To illustrate the above let us work with k-Nearest Neighbour classification. Before starting, let us just illustrate the really simple idea (of kNN classification) by an example: Consider the following points in \mathbb{R}^2, with the classes marked by different colours.


Now suppose we have a new point – marked with black – whose class is unknown. We assign it a class by looking at the nearest neighbors and taking the majority vote:


Some notes on kNN:

A brief digression first before moving on the problem in the above (what is nearest?). kNN classifiers are very simple and yet in many cases they can give excellent performance. For example, consider the performance on the MNIST dataset, it is clear that kNN can give competitive performance as compared to other more complicated models.


Moreover, they are simple to implement, use local information and hence are inherently nonlinear. The biggest advantage in my opinion is that it is easy to add new classes (since no retraining from scratch is required) and since we average across points, kNN is also relatively robust to label noise. It also has some attractive theoretical properties: for example kNN is universally consistent (as the number of points approaches infinity, with appropriate choice of k, the kNN error will approach the Bayes Risk).

Notion of “Nearest”:

At the same time, kNN classifiers also have their disadvantages. One is related to the notion of “nearest” (which falls back on what was talked about at the start) i.e. how does one decide what points are “nearest”. Usually such points are decided on the basis of the Euclidean distance on the native feature space which usually has shortfalls. Why? Because nearness in the Euclidean space may not correspond to nearness in the label space i.e. points that might be far off in the Euclidean space may have similar labels. In such cases, clearly the notion of “near” using the euclidean distance is suboptimal. This is illustrated by a set of figures below (adapted from slides by Kilian Weinberger):

An Illustration:

Consider the image of this lady – now how do we decide what is more similar to it?


Someone might mean similar on the basis of the gender:

Lady-GenderOr on the basis of age:


Or on the basis of the hairstyle!


Similarity depends on the context! Something that the euclidean distance in the native feature space would fail to capture. This context is provided by labels.

Distance Metric Learning:

The goal of Metric Learning is to learn a distance metric, so that the above label information is incorporated in the notion of distance i.e. points that are semantically similar are now closer in the new space. The idea is to take the original or native feature space, use the label information and then amplify directions that are more informative and squish directions that are not. This is illustrated in this figure – notice that the point marked in black would be incorrectly classified in the native feature space, however under the learnt metric it would be correctly classified.
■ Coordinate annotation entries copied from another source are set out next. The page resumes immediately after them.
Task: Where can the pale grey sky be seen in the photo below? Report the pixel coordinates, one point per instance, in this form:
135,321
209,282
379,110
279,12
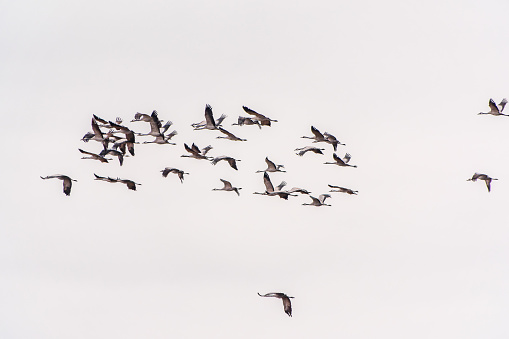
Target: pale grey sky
420,252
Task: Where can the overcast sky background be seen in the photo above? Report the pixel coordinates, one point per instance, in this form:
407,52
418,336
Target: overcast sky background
419,252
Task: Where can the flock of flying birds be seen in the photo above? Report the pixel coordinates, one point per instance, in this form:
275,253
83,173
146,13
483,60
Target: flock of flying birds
119,141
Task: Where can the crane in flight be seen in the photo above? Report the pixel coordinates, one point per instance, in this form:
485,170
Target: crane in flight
287,304
496,109
228,187
486,178
67,182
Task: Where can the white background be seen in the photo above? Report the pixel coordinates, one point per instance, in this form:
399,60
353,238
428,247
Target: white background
418,253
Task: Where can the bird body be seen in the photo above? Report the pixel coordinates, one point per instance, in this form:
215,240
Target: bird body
342,190
67,182
320,201
247,121
270,191
287,304
229,136
93,156
130,138
306,149
496,110
196,153
271,167
341,162
486,178
209,122
230,160
130,184
114,152
264,121
228,187
169,170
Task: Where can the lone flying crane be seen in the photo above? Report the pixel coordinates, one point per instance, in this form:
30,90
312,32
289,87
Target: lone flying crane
229,136
231,161
264,121
342,190
93,156
130,184
271,167
341,162
196,152
209,122
486,178
178,172
287,304
113,152
130,138
270,191
496,110
153,120
304,150
320,201
247,121
67,182
228,187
It is worthwhile to have a brief look at what this means. The Euclidean distance (with x_i \in \mathbb{R}^d) is defined by

\sqrt{(x_i - x_j)^T (x_i - x_j)}

as also was evident in the above figure, this corresponds to the following euclidean ball in 2-D


A family of distance measure may be defined using an inner product matrix. These are called the Mahalanobis metrics.

\sqrt{(x_i - x_j)^T \mathbf{W}(x_i - x_j)}


The learnt metric affects a rescaling and rotation of the original space. The goal is now to learn this \mathbf{W} \succeq 0 using the label information so that the new distances correspond better to the semantic context. It is easy to see that when \mathbf{W} \succeq 0, the above is still a distance metric.

Learning \mathbf{W}:

Usually the real motivation for metric learning is to optimize for the kNN objective i.e. learn the matrix \mathbf{W} \succeq 0 so that the kNN error is reduced. But note that directly optimizing for the kNN loss is intractable because of the combinatorial nature of the optimization (we’ll see this in a bit), so instead, \mathbf{W} is learnt as follows:

1. Define a set of “good” neighbors for each point. The definition of “good” is usually some combination of proximity to the query point and label agreement between the points.
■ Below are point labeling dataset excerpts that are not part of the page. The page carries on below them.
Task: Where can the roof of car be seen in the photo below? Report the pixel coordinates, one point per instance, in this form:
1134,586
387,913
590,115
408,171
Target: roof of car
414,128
2. Define a set of “bad” neighbours for each point. This might be a set of points that are “close” to the query point but disagree on the label (i.e. inspite of being close to the query point they might give a wrong classification if they were chosen to classify the query point).
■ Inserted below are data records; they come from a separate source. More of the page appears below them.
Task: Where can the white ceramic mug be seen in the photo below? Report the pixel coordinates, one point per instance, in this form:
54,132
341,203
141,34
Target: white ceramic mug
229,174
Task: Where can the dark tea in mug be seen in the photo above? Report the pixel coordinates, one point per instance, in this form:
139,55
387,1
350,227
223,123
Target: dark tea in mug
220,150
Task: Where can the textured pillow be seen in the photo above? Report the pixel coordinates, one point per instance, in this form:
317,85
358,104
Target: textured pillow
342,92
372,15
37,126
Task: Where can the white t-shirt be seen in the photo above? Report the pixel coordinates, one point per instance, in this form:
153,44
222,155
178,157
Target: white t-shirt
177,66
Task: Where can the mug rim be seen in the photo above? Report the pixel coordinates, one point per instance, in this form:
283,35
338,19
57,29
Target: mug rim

3. Set up the optimization problem for \mathbf{W} such that for each query point, “good” neighbours are pulled closer to it while “bad” neighbours are pushed farther away, and thus learn \mathbf{W} so as to minimize the leave one out kNN error.

The exact formulation of “good” and “bad” varies from method to method. Here are some examples:

In one of the earliest papers on distance metric learning by Xing, Ng, Jordan and Russell (2002) – good neighbors are similarly labeled k points. The optimization is done so that each class is mapped into a ball of fixed radius. However no separation is enforced between the classes. This is illustrated in the following figure (the query point is marked with an X, similarly labeled k points are moved into a ball of a fixed radius):


One problem with the above is that the kNN objective does not really require that similarly labeled points are clustered together, hence in a way it optimizes for a harder objective. This is remedied by the LMNN described briefly below.

One of the more famous Metric Learning papers is the Large Margin Nearest Neighbors by Weinberger and Saul (2006). Here good neighbors are similarly labeled k points (and the circle around x is the distance of the farthest of the good neighbours) and “worst offenders” or “bad” neighbours are points that are of a different class but still in the nearest neighbors of the query point. The optimization is basically a semidefinite program that works to pull the good neighbours towards the query point and a margin is enforced by pushing the offending points out of this circle. Thus in a way, the goal in LMNN is to deform the metric in such a way that the neighbourhood for each point is “pure.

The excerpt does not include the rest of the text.